7. Choosing the Right Model

Not all text embeddings are created equal. You must choose based on your use case:

Use CaseRecommended Model Category
Fast, Local SearchSmall Open Source (e.g., MiniLM)
High Precision RAGLarge Proprietary (OpenAI text-embedding-3-large)
Multilingual SearchMulti-lingual Models (e.g., paraphrase-multilingual)
Search within CodeCode-specific Models (e.g., unixcoder)

The MTEB Benchmark

To choose the best model, always check the MTEB (Massive Text Embedding Benchmark) leaderboard on HuggingFace. It ranks models based on their performance in retrieval, clustering, and classification.


Summary and Key Takeaways

The path from a string to a vector is a sophisticated engineering pipeline.

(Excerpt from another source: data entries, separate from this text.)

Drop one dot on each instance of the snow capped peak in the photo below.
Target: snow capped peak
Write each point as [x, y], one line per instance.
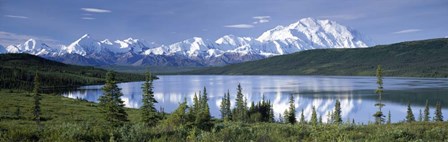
[311, 33]
[305, 34]
[106, 41]
[3, 49]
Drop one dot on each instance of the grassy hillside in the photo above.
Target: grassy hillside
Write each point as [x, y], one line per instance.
[426, 58]
[18, 70]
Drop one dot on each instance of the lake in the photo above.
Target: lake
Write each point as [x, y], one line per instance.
[356, 94]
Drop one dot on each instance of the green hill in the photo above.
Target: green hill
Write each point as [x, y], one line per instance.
[17, 72]
[426, 58]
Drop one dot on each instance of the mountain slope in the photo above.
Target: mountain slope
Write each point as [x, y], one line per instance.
[426, 58]
[18, 70]
[305, 34]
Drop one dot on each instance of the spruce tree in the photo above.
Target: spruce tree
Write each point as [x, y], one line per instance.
[286, 116]
[438, 113]
[148, 110]
[379, 114]
[388, 118]
[110, 102]
[37, 97]
[337, 113]
[302, 118]
[203, 118]
[320, 119]
[409, 115]
[179, 116]
[291, 111]
[420, 115]
[225, 107]
[314, 117]
[426, 112]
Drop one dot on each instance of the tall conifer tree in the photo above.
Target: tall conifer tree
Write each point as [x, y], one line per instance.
[110, 102]
[337, 113]
[426, 112]
[410, 115]
[438, 113]
[314, 117]
[148, 110]
[291, 111]
[379, 116]
[37, 97]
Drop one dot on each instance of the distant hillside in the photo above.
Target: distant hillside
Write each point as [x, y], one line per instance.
[17, 71]
[426, 58]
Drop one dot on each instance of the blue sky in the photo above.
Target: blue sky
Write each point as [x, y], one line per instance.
[168, 21]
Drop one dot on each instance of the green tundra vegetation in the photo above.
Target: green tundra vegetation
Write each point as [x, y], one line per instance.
[426, 58]
[63, 119]
[17, 72]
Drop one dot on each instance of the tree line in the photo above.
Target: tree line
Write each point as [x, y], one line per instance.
[197, 116]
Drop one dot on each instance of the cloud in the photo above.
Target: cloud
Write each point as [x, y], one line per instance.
[240, 26]
[88, 18]
[16, 16]
[343, 16]
[95, 10]
[261, 19]
[407, 31]
[7, 39]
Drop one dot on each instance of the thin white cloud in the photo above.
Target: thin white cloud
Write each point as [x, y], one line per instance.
[88, 18]
[16, 16]
[95, 10]
[407, 31]
[7, 39]
[240, 26]
[343, 16]
[261, 19]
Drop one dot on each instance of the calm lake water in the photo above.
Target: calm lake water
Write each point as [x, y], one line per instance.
[356, 94]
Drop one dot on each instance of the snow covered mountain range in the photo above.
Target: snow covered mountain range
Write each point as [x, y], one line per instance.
[305, 34]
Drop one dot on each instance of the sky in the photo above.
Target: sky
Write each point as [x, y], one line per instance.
[169, 21]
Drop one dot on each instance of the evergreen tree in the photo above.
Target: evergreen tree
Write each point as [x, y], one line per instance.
[379, 116]
[203, 118]
[438, 113]
[420, 115]
[320, 119]
[426, 112]
[240, 111]
[148, 110]
[291, 111]
[225, 107]
[286, 116]
[271, 113]
[314, 117]
[388, 118]
[337, 113]
[302, 118]
[37, 97]
[110, 102]
[179, 117]
[410, 116]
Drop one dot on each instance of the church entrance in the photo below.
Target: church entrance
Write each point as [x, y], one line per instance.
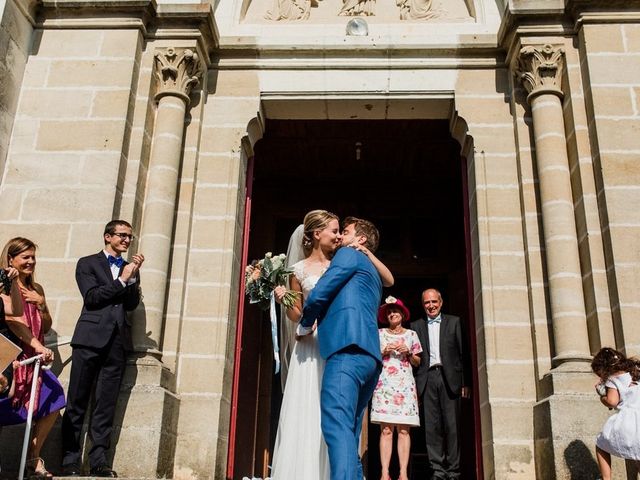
[408, 177]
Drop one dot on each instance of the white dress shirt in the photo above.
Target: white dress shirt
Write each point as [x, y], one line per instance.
[115, 272]
[434, 341]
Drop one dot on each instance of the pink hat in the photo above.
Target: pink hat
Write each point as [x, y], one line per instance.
[392, 302]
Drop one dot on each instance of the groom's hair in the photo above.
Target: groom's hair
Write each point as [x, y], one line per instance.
[366, 228]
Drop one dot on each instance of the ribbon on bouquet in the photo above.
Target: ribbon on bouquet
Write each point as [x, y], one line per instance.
[274, 332]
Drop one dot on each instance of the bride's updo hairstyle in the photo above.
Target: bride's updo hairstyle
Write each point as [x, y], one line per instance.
[315, 220]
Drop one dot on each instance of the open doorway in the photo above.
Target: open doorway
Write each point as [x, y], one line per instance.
[404, 175]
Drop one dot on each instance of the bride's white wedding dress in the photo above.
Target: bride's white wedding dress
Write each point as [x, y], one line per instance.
[300, 452]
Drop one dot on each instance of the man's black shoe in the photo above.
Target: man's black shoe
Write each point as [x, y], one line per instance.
[103, 471]
[71, 470]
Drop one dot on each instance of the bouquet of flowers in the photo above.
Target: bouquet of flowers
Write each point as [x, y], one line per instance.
[262, 276]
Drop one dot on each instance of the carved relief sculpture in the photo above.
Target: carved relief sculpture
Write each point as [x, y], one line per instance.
[289, 10]
[540, 69]
[177, 72]
[358, 7]
[416, 9]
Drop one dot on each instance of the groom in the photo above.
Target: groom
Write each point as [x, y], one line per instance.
[345, 302]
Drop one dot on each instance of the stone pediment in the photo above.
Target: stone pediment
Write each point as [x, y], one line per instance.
[376, 11]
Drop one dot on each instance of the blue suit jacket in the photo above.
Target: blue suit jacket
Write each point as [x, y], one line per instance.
[345, 302]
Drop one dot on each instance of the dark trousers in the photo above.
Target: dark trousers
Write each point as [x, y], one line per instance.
[442, 426]
[104, 367]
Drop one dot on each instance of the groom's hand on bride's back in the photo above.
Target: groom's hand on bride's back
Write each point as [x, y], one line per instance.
[279, 293]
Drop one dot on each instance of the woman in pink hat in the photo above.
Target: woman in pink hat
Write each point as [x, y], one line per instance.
[395, 399]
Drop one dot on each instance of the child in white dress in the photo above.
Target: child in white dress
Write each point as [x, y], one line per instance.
[618, 388]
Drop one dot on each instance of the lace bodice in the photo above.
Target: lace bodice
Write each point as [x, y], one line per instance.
[307, 280]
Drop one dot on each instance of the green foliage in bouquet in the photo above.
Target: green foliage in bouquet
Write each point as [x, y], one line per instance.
[262, 276]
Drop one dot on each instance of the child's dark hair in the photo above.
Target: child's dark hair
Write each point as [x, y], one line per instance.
[609, 361]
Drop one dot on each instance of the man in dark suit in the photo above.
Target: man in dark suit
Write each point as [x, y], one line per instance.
[110, 288]
[441, 380]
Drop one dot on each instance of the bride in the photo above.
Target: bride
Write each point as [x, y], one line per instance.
[300, 451]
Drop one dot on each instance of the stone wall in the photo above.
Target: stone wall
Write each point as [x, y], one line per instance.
[610, 63]
[15, 41]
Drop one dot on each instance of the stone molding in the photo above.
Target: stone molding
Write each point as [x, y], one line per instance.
[540, 69]
[177, 71]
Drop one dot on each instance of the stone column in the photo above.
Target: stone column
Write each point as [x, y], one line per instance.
[540, 69]
[177, 71]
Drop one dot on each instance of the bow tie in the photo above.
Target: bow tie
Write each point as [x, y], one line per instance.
[117, 261]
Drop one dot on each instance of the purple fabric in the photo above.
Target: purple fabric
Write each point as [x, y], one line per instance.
[51, 400]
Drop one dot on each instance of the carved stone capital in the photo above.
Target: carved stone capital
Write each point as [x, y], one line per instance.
[540, 69]
[177, 70]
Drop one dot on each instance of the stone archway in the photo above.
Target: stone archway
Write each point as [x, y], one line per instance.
[264, 236]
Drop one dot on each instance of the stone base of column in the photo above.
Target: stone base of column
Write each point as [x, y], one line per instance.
[145, 427]
[566, 422]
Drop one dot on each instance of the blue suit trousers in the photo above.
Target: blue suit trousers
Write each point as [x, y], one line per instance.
[350, 376]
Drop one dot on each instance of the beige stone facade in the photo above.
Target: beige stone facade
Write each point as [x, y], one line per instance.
[156, 111]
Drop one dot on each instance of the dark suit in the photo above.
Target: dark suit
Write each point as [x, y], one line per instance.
[100, 341]
[440, 390]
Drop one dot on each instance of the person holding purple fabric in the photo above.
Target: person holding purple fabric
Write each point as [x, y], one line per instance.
[29, 329]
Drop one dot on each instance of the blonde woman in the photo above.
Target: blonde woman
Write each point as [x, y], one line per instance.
[29, 328]
[300, 451]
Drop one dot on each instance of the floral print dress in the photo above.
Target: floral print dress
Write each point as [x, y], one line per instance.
[395, 399]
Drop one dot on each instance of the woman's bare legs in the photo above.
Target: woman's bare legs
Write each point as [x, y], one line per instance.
[41, 429]
[386, 446]
[404, 448]
[604, 463]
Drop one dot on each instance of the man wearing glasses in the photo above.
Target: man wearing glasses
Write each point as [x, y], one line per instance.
[110, 287]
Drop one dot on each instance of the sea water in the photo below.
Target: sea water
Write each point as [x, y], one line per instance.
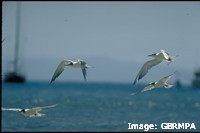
[100, 107]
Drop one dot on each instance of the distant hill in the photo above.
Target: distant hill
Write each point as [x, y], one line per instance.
[106, 70]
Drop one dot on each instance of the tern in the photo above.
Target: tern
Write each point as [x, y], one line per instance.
[162, 83]
[30, 112]
[157, 58]
[76, 64]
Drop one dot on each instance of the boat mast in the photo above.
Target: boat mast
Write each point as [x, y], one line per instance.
[17, 37]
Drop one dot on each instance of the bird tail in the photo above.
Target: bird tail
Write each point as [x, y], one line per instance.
[87, 66]
[169, 86]
[171, 59]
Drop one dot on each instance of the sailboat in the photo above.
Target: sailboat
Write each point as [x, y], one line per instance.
[14, 76]
[196, 79]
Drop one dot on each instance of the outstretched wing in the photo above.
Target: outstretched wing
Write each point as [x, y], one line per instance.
[60, 69]
[44, 107]
[83, 68]
[147, 88]
[166, 55]
[165, 79]
[148, 65]
[12, 109]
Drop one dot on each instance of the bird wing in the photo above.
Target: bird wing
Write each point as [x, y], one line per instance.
[166, 55]
[83, 67]
[60, 68]
[148, 65]
[147, 88]
[165, 79]
[44, 107]
[12, 109]
[84, 73]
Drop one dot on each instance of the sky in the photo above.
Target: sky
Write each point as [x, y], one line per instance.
[115, 37]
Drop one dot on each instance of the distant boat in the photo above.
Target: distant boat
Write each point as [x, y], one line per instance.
[196, 80]
[15, 76]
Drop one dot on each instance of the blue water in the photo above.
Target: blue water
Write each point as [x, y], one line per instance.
[98, 107]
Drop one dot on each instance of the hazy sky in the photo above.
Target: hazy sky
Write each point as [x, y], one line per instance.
[122, 31]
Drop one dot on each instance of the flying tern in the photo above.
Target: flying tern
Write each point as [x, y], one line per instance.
[157, 58]
[30, 112]
[162, 83]
[76, 64]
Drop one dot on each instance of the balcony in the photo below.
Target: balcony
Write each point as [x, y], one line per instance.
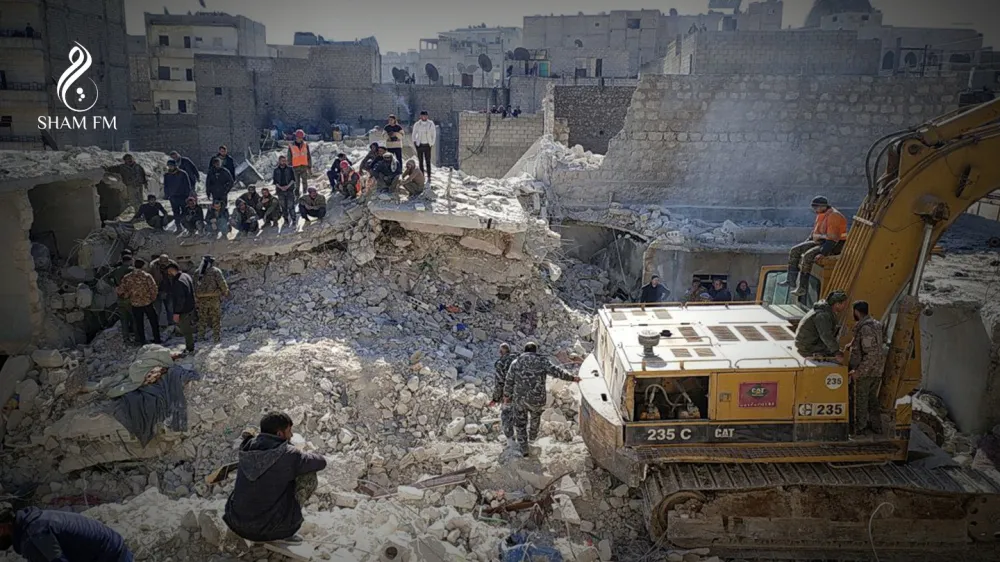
[172, 86]
[24, 92]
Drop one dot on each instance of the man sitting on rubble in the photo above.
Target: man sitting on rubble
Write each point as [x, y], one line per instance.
[525, 389]
[385, 172]
[245, 219]
[270, 208]
[827, 239]
[312, 205]
[59, 536]
[273, 480]
[152, 212]
[816, 335]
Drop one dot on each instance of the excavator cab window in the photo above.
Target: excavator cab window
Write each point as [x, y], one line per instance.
[780, 295]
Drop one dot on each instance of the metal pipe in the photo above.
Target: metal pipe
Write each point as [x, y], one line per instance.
[918, 273]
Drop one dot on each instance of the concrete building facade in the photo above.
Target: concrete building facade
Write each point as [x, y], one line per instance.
[174, 40]
[32, 59]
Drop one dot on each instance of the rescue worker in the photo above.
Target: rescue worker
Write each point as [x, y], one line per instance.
[133, 176]
[743, 292]
[252, 198]
[245, 218]
[502, 367]
[385, 172]
[411, 180]
[124, 307]
[217, 218]
[227, 161]
[59, 536]
[288, 192]
[152, 212]
[140, 289]
[182, 296]
[393, 133]
[719, 291]
[273, 479]
[350, 181]
[524, 387]
[653, 291]
[186, 164]
[158, 269]
[218, 182]
[270, 209]
[194, 217]
[816, 335]
[177, 187]
[209, 290]
[424, 137]
[301, 160]
[866, 362]
[373, 156]
[312, 205]
[827, 239]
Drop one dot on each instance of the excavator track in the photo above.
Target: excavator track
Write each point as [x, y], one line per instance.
[823, 511]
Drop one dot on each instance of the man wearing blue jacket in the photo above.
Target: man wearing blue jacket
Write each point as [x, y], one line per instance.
[177, 187]
[59, 536]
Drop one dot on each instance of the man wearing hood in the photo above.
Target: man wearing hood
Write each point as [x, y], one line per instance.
[59, 536]
[218, 182]
[816, 335]
[271, 477]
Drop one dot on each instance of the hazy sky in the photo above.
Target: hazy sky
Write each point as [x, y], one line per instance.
[400, 24]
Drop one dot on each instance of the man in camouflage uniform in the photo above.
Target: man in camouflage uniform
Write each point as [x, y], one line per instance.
[124, 306]
[524, 388]
[502, 366]
[209, 289]
[866, 363]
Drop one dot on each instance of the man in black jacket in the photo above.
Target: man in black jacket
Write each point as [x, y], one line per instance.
[186, 164]
[273, 479]
[227, 161]
[218, 182]
[653, 291]
[182, 297]
[288, 193]
[49, 535]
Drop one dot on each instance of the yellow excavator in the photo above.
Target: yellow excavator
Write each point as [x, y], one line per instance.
[741, 444]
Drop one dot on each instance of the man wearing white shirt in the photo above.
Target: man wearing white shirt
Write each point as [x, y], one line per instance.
[424, 135]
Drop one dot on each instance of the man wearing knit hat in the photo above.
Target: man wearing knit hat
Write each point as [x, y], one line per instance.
[816, 335]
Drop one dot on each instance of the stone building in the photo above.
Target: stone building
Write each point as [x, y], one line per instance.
[455, 55]
[36, 38]
[174, 40]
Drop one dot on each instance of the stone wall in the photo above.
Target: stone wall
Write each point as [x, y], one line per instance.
[752, 142]
[20, 299]
[790, 52]
[593, 114]
[488, 146]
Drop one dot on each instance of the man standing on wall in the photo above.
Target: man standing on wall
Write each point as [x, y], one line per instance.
[424, 136]
[301, 159]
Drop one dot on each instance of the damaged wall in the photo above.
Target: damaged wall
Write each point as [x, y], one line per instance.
[20, 300]
[770, 142]
[488, 145]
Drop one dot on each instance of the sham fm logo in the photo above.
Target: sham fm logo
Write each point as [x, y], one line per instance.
[75, 94]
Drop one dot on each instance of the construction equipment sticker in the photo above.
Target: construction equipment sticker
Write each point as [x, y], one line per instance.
[758, 394]
[78, 95]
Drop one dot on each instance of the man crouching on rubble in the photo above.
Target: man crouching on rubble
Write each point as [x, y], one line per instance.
[273, 480]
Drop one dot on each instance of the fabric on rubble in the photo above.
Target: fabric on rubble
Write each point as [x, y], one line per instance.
[163, 401]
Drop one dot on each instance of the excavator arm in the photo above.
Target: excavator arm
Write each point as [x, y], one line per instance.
[932, 174]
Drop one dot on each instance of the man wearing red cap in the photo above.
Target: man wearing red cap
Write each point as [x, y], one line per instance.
[301, 160]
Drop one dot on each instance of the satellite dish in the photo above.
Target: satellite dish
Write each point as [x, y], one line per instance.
[431, 71]
[485, 63]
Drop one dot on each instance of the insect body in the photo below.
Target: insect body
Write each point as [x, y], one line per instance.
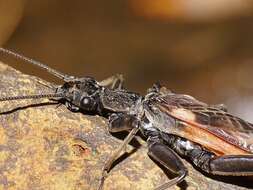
[174, 124]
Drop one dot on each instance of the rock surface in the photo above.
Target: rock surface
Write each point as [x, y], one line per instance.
[45, 146]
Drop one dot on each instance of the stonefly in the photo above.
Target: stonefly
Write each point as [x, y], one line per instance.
[174, 124]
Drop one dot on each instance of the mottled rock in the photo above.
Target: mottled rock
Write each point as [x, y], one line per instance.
[45, 146]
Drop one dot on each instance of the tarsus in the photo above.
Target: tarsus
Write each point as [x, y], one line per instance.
[37, 63]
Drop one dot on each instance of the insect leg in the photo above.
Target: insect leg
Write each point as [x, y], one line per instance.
[119, 122]
[113, 82]
[168, 158]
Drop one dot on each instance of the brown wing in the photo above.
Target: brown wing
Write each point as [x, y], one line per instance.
[211, 119]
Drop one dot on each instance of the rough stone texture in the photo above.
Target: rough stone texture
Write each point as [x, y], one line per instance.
[45, 146]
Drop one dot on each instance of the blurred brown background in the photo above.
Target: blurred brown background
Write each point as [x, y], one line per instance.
[196, 48]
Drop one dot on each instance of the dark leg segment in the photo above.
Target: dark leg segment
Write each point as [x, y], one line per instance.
[119, 122]
[168, 158]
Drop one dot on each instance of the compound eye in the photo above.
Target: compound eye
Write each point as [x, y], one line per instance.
[88, 103]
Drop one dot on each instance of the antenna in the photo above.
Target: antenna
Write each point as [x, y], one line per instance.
[37, 63]
[38, 96]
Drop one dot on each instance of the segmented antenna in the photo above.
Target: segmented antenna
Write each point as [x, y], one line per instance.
[37, 63]
[31, 97]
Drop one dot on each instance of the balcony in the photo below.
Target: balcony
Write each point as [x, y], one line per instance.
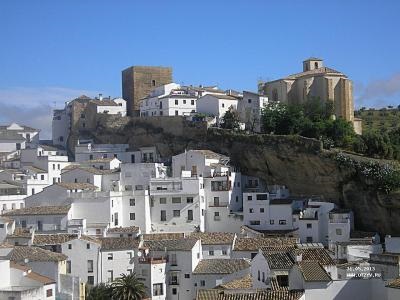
[173, 281]
[153, 260]
[218, 204]
[341, 220]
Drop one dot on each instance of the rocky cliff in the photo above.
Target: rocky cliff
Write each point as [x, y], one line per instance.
[297, 162]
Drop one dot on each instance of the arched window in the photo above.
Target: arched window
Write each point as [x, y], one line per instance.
[274, 95]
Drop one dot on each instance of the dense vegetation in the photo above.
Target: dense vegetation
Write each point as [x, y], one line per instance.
[314, 119]
[126, 287]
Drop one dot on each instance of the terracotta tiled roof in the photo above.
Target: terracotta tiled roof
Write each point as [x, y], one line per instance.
[216, 294]
[39, 210]
[162, 236]
[101, 159]
[320, 255]
[77, 186]
[221, 266]
[395, 283]
[52, 239]
[20, 232]
[213, 238]
[170, 245]
[104, 102]
[245, 282]
[89, 169]
[279, 260]
[118, 243]
[130, 229]
[40, 278]
[276, 287]
[253, 244]
[313, 271]
[319, 71]
[20, 253]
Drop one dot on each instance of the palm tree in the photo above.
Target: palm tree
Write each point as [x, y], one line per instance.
[99, 292]
[128, 287]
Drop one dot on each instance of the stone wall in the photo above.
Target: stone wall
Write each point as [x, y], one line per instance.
[297, 162]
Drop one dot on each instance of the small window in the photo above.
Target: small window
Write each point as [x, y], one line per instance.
[49, 293]
[68, 267]
[176, 200]
[90, 266]
[158, 289]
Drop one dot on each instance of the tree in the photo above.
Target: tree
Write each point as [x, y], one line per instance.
[99, 292]
[128, 287]
[231, 119]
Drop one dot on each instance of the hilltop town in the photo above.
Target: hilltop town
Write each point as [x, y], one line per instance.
[104, 197]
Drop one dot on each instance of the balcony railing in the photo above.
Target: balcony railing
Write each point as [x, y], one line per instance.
[218, 204]
[339, 221]
[153, 260]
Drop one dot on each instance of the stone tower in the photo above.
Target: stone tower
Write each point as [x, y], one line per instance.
[312, 63]
[139, 81]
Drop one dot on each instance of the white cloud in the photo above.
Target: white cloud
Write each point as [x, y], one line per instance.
[33, 106]
[379, 93]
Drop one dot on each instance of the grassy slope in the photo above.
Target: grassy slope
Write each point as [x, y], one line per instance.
[379, 119]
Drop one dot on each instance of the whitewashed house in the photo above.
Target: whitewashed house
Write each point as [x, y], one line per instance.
[20, 282]
[15, 137]
[216, 105]
[264, 211]
[182, 256]
[250, 109]
[177, 204]
[169, 100]
[41, 218]
[210, 273]
[90, 151]
[97, 260]
[12, 196]
[215, 244]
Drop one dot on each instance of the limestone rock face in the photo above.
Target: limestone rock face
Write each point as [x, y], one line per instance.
[297, 162]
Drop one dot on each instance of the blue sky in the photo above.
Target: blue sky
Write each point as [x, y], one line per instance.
[52, 51]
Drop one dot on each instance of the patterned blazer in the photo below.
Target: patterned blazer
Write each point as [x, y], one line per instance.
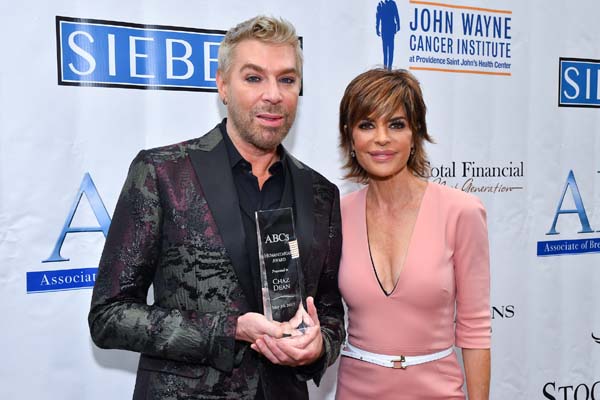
[177, 226]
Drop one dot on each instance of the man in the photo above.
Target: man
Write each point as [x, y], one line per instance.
[387, 24]
[184, 223]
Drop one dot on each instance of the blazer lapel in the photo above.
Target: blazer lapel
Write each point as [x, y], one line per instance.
[303, 202]
[210, 162]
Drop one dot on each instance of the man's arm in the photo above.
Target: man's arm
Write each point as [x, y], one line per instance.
[120, 317]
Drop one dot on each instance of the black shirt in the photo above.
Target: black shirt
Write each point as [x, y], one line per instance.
[275, 193]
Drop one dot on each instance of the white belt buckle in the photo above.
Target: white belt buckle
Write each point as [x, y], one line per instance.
[399, 363]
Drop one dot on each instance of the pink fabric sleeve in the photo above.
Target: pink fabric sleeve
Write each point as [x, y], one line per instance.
[472, 271]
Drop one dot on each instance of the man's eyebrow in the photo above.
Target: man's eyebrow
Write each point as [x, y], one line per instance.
[260, 69]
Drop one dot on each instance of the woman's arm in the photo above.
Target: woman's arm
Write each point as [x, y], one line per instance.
[477, 373]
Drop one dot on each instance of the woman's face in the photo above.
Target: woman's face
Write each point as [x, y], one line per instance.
[383, 146]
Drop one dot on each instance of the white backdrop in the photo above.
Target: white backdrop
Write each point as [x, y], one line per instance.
[501, 130]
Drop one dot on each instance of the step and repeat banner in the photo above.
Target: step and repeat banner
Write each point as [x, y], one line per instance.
[513, 96]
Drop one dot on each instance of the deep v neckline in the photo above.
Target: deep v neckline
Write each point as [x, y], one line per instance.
[405, 259]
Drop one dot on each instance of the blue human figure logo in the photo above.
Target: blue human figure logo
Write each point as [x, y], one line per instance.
[386, 25]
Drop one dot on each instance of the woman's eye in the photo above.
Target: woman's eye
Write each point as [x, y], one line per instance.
[398, 125]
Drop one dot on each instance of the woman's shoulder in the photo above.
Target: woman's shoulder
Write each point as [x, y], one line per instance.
[353, 200]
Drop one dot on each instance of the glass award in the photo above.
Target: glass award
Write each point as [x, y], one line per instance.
[279, 257]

  1. Tokenization breaks text into numbered chunks.
  2. Transformers use attention to add "context" to those chunks.
  3. Pooling squashes multiple token vectors into one "Sentence Vector."
  4. Chunking is required to manage documents longer than the model's context window.

In the next lesson, we will move beyond text and explore Image and Multimodal Embeddings, learning how we can search for a "cute dog" and find both the word and the picture.


Exercise: Tokenization Analysis

Use a free online tokenizer (like the OpenAI Tokenizer at platform.openai.com/tokenizer).

  1. Input a complex technical sentence.
  2. Input a sentence in a different language.
  3. Observe how the "Token IDs" change.
  4. Try a "nonsense" word (e.g., "AntigravityAI-inator"). Notice how it breaks it into multiple tokens.

Understanding how your text is "sliced" is the first step in debugging why a search might be failing.